NEW YORK – Standard Motor Products (SMP) has reported its consolidated financial results for the three months ended March 31, 2015.
Consolidated net sales for the first quarter of 2015 were $227.6 million, compared to consolidated net sales of $232.8 million during the comparable quarter in 2014. Earnings from continuing operations for the first quarter of 2015 were $9.3 million or 40 cents per diluted share, compared to $12.4 million or 53 cents per diluted share in the first quarter of 2014. Excluding non-operational gains and losses identified on the attached reconciliation of GAAP and non-GAAP measures, earnings from continuing operations for the first quarter of 2015 were $9.2 million or 40 cents per diluted share, compared to $12.4 million or 53 cents per diluted share in the first quarter of 2014.
Commenting on the results, Lawrence Sills, SMP’s chairman and CEO, stated, “Our results were negatively impacted by foreign exchange movements, plus several other relatively short-term events. While obviously not pleased with the first quarter results, we remain confident for the balance of the year.
“Our net sales were down from the first quarter of 2014 by roughly $5 million, of which $2 million — close to 40 percent — resulted from foreign exchange fluctuations. In Engine Management, January was a soft month, partially caused by lost days due to ice and snow in certain parts of the country. However, February and March sales bounced back to healthy levels and April sales appear solid as well. For Temperature Control, the first quarter essentially represents pre-season stocking orders. Coming after two cool summers in a row, it is not surprising that pre-season sales were slightly down. The test will be in the second and third quarters, which constitute the bulk of the selling season.
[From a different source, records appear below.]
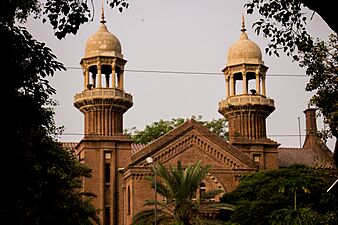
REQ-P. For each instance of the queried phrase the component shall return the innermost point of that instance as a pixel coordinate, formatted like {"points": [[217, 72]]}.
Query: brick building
{"points": [[119, 166]]}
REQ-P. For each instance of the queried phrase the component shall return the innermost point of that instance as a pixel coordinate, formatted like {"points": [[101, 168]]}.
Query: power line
{"points": [[190, 72], [272, 135]]}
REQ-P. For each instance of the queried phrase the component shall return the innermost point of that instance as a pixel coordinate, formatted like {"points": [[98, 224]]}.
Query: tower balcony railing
{"points": [[103, 93], [246, 99]]}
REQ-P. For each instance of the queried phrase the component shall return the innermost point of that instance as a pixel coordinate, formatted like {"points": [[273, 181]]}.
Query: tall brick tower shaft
{"points": [[103, 102], [246, 105]]}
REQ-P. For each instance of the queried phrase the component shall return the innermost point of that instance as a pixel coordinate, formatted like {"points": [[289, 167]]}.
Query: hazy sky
{"points": [[178, 35]]}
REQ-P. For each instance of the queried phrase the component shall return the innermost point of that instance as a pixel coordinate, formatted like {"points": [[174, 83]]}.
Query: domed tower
{"points": [[103, 102], [246, 105]]}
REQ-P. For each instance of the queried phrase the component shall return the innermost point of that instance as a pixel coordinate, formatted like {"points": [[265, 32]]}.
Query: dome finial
{"points": [[102, 14], [243, 23]]}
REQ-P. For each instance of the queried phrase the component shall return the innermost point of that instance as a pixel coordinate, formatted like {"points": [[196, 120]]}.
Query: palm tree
{"points": [[178, 186]]}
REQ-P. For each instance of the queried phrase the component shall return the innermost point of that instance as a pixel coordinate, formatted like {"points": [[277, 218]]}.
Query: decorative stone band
{"points": [[103, 98], [246, 99], [103, 93]]}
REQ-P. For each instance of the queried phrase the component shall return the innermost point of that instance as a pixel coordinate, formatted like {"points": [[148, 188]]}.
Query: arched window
{"points": [[202, 190], [128, 199]]}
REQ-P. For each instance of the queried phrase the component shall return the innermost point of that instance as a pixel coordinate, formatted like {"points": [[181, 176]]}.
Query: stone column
{"points": [[263, 85], [99, 77], [258, 85], [245, 83], [120, 80], [113, 75], [227, 88], [232, 85]]}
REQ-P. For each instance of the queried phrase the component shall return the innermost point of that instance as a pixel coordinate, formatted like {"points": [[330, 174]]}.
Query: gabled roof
{"points": [[315, 155], [192, 133]]}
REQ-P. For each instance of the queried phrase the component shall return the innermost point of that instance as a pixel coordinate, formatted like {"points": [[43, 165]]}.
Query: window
{"points": [[257, 158], [107, 155], [202, 190], [107, 172], [107, 215]]}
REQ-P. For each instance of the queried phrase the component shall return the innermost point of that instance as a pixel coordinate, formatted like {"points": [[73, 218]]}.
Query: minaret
{"points": [[103, 102], [246, 105]]}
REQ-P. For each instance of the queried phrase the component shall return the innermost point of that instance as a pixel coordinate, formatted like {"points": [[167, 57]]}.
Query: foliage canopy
{"points": [[285, 195]]}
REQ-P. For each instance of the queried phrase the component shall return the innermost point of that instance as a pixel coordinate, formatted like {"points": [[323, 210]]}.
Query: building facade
{"points": [[119, 166]]}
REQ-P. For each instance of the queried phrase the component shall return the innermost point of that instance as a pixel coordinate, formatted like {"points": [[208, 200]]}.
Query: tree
{"points": [[283, 196], [41, 181], [157, 129], [284, 24], [178, 187]]}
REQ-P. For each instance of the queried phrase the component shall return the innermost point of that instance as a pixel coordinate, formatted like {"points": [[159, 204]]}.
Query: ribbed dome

“Gross profit was also down slightly from the prior year. In Temperature Control, we have previously advised that gross margin would continue to be negatively impacted in the first half of 2015 as a result of the production cutbacks in the second half of 2014.
“In Engine Management, we incurred several million dollars [in] expense in the first quarter related to our new production line for rebuilt diesel fuel injectors as we strive to ensure the highest possible quality. We believe these costs will continue, though at a reduced rate, in the second quarter. The diesel business has significant growth potential and these costs represent an excellent investment for the future.
“General and Administrative expenses, as we previously announced, are higher than a year ago, primarily from the year-over-year reduction in amortization of prior service cost as we wind down our retiree medical program. The program will end December 2016.
“All the above negatively affected our first quarter results. However, as we have said, most of these were either foreign exchange related or relatively short-term in nature. On the positive side, sales since January have been healthy; industry demographics continue to be positive; and we continue to upgrade and improve our recent acquisitions. We are optimistic for the balance of the year.”